La revista Martín Fierro se convirtió en un símbolo de aquellos años locos, donde no estaba fuera de lugar cierto humor burlón junto a las creaciones estilísticamente atrevidas, intensos recuerdos de emulsión intelectual que se vislumbran al leer la novela, con su falso parecido con elUlises de Joyce, que Leopoldo Marechal escribiría unas décadas más tarde(Adán buenosayres, Éditions Grasset). La publicación es sobre todo un escaparate para ciertas plumas que rápidamente adquirirán verdadera fama. Es el caso de Macedinio Fernández, cuyo Tout n'est pas veille quand on a yeux ouverts, tratado filosófico que examina la distinción entre sueño y realidad, se encuentra en Rivages, pero sobre todo de un joven que acaba de regresar de un largo viaje al extranjero, José Luis Borges (1899-1986). Si este nombre nos resulta familiar, es porque su obra pertenece a los clásicos mundiales y ofrece un sabor incomparable cercano al realismo mágico latinoamericano. Borges tiene imaginación, verdadera erudición y un sentido de la concisión que se puede saborear en su poesía y en sus colecciones de fantasía y cuentos fantásticos, Ficciones, El Sandbook, El Aleph... Borges entrará en la escena internacional durante los años 50, será honrado con múltiples premios, incluso siendo nominado para el Premio Nobel de Literatura sin obtenerlo. Era amigo de Adolfo Bioy Casares, autor de la Invención de Morel, en la que un hombre se encuentra varado en una isla extraña, no tan desierta, con quien escribió historias de detectives bajo el seudónimo H. Bustos Domecq.
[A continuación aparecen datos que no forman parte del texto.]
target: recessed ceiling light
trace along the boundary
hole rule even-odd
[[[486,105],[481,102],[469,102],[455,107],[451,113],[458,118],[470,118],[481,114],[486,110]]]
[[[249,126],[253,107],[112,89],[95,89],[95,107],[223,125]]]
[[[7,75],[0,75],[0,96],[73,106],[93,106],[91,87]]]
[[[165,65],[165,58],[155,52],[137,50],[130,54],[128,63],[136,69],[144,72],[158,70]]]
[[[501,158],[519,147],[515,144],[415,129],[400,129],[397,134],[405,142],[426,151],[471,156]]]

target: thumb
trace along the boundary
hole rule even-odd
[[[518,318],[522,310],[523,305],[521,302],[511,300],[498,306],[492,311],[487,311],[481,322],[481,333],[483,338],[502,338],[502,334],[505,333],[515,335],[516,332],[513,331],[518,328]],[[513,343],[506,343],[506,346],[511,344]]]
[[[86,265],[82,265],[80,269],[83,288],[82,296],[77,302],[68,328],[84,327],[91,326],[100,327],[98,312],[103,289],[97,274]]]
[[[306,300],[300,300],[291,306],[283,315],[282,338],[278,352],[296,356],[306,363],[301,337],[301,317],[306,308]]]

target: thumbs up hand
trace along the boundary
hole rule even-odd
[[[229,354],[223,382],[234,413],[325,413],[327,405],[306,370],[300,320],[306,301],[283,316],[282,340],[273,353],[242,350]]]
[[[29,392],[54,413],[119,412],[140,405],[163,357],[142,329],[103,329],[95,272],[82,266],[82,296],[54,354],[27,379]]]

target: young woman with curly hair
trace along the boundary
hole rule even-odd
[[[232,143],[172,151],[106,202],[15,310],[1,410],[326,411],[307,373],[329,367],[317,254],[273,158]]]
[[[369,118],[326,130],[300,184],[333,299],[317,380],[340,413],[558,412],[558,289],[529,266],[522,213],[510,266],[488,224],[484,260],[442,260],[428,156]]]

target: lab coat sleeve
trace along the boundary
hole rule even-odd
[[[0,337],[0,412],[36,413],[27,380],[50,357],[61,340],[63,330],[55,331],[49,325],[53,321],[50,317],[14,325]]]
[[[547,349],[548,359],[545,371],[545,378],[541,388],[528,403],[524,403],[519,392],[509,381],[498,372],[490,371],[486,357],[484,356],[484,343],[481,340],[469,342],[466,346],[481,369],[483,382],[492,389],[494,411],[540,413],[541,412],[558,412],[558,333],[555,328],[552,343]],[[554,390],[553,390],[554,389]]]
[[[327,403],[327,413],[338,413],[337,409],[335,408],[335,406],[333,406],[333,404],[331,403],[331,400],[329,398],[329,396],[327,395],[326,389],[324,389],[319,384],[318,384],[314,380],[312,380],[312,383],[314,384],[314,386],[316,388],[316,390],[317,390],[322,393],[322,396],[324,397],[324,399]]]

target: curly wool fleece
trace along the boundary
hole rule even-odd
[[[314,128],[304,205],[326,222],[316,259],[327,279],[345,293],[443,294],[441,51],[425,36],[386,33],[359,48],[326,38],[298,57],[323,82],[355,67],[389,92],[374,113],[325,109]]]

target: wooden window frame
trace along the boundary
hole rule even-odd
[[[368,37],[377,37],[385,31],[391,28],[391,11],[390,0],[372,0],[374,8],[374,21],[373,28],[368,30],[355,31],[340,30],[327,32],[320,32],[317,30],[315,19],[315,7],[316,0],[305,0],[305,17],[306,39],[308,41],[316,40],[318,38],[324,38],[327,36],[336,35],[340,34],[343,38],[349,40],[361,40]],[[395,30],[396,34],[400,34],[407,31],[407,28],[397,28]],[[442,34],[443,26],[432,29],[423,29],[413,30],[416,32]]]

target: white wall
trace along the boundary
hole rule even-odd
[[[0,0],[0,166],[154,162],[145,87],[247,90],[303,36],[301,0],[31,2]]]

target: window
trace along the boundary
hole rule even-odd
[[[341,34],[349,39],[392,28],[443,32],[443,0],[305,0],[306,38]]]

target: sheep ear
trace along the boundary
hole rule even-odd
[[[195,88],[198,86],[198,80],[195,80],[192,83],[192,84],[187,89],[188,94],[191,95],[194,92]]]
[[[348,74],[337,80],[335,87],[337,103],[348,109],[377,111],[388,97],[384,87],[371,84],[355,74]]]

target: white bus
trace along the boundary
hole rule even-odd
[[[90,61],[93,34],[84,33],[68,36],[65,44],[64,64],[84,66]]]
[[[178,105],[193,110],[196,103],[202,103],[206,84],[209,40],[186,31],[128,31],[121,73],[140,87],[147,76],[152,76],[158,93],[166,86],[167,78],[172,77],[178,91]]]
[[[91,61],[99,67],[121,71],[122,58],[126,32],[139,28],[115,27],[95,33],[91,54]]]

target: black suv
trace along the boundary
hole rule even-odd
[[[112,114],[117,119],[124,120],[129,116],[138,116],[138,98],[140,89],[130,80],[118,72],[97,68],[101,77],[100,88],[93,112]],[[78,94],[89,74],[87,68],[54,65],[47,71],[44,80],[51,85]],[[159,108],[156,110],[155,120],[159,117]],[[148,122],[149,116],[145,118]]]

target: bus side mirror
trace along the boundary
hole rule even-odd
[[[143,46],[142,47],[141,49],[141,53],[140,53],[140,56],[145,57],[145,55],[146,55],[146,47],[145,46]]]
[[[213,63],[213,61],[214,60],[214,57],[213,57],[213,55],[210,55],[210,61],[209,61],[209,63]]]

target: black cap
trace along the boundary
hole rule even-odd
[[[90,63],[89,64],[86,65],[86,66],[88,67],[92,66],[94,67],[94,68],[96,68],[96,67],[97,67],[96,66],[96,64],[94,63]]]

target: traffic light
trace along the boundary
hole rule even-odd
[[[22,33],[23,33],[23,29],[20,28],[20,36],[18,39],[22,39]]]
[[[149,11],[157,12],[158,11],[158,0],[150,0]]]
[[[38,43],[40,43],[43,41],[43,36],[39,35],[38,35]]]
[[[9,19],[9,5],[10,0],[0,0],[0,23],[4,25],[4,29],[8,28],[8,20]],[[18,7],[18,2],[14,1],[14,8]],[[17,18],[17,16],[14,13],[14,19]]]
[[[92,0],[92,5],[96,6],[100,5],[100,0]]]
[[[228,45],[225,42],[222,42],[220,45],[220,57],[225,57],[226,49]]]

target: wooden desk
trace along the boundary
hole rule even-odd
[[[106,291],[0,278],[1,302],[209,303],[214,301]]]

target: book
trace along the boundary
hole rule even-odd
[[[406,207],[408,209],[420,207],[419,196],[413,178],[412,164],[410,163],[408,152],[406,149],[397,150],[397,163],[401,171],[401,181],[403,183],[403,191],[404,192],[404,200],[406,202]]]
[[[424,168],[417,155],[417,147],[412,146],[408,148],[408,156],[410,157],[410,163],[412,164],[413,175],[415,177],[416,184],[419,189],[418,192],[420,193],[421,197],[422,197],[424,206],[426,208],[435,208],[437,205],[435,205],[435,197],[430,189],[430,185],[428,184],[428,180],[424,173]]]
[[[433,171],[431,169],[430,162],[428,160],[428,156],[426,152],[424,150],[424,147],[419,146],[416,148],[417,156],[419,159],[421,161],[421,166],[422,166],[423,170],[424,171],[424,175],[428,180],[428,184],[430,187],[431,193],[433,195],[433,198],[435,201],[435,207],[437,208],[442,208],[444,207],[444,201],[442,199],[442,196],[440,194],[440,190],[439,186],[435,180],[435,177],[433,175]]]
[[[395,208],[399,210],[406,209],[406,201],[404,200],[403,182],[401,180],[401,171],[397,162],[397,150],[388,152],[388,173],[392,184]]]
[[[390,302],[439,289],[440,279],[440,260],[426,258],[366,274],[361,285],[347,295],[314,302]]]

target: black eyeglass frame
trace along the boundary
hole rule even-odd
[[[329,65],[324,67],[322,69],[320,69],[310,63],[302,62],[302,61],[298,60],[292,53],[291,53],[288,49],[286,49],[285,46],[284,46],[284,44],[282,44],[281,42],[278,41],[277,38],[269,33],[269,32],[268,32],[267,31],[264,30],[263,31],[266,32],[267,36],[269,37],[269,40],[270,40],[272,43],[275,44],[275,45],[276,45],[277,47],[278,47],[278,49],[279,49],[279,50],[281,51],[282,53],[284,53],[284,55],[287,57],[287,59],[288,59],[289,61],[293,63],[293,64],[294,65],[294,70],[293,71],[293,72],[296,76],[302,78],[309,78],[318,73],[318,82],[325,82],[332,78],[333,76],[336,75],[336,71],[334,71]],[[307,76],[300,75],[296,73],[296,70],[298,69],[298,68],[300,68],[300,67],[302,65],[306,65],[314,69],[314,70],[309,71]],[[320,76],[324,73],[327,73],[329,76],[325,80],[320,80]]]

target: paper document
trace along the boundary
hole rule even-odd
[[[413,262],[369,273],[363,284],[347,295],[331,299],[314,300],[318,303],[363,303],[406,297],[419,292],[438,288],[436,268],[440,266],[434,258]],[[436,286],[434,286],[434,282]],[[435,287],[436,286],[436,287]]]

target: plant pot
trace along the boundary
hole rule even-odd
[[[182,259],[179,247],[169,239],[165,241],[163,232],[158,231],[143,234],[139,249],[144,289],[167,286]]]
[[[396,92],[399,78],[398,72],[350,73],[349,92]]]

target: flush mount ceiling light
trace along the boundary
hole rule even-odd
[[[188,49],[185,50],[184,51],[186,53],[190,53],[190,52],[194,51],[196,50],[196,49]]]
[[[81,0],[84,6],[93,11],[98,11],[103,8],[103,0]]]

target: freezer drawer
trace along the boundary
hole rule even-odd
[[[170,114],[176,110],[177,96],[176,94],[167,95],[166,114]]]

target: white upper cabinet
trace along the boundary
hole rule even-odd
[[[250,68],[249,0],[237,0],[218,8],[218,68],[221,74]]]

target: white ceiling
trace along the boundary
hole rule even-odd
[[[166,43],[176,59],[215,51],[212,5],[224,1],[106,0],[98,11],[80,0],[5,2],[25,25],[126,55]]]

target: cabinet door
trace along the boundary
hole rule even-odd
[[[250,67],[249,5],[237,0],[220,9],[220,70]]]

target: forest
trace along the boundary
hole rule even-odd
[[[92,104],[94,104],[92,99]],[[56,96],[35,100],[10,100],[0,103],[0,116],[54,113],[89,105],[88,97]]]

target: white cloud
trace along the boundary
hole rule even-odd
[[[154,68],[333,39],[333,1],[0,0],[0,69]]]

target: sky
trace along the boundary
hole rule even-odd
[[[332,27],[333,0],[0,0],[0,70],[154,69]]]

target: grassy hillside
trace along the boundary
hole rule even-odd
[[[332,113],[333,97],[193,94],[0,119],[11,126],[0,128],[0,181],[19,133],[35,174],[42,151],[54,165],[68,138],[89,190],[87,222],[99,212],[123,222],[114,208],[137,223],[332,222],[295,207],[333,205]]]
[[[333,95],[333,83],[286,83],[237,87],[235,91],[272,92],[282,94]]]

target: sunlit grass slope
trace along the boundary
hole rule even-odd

Antes del golpe de Estado que depuso a Juan Perón en 1955, muchos intelectuales habían huido del país, como Julio Cortázar, que se había establecido en Francia cuatro años antes, y que publicó allí sus mejores obras traducidas, ya que había seguido utilizando su español nativo. La inclasificable Marelle (Gallimard, 1963), una novela cuyos 155 capítulos numerados permiten dos órdenes de lectura diferentes, aparece en su lado lúdico al Oulipo al que se negó a unirse, pero sigue siendo realista, aunque el autor también se ha codeado con la fantasía. Cortázar decidió quedarse permanentemente en París, incluso obteniendo la doble nacionalidad unos años antes de su muerte en 1984. La poetisa Alejandra Pizarnik (1936-1972) aprovechó la capital francesa con él en los años 60, y luego regresó a Buenos Aires para escribir sus más bellos versos (Extracción de la Piedra de la Locura, El Infierno Musical) antes de sucumbir a sus impulsos suicidas. En cuanto a Manuel Puig, fue en México donde encontró refugio en los años 70 y escribió su obra maestra, El beso de la mujer

araña, una historia de amor y traición entre dos prisioneros. Una novela que será llevada con éxito a la pantalla por Héctor Babenco. En Argentina, a pesar de la inestabilidad política, la literatura sigue ofreciendo hermosas páginas. Ernesto Sábato inició un tríptico en 1948 con su novela psicológica El Tún el, universalmente aclamada como una obra esencial del movimiento existencialista. Lo completó en 1961 con Héroes y Tumbas, luego en 1974 con El Ángel de las Tinieblas, tres libros a ser descubiertos en Puntos. También fue comisionado por la Comisión de Investigación sobre los Desaparecidos durante la "Guerra Sucia", y se hizo eco de los testimonios de las víctimas de los militares en Nunca más en 1985. Un tema que también afectará de cerca a la activista de derechos humanos Elsa Osorio, nacida en Buenos Aires en 1952, que evocará la dictadura en sus dos grandes novelas, Luz ou le temps sauvage en 2000, y Sept nuits d'insomnie 10 años después, dos textos que tendrán resonancia internacional a través de múltiples traducciones.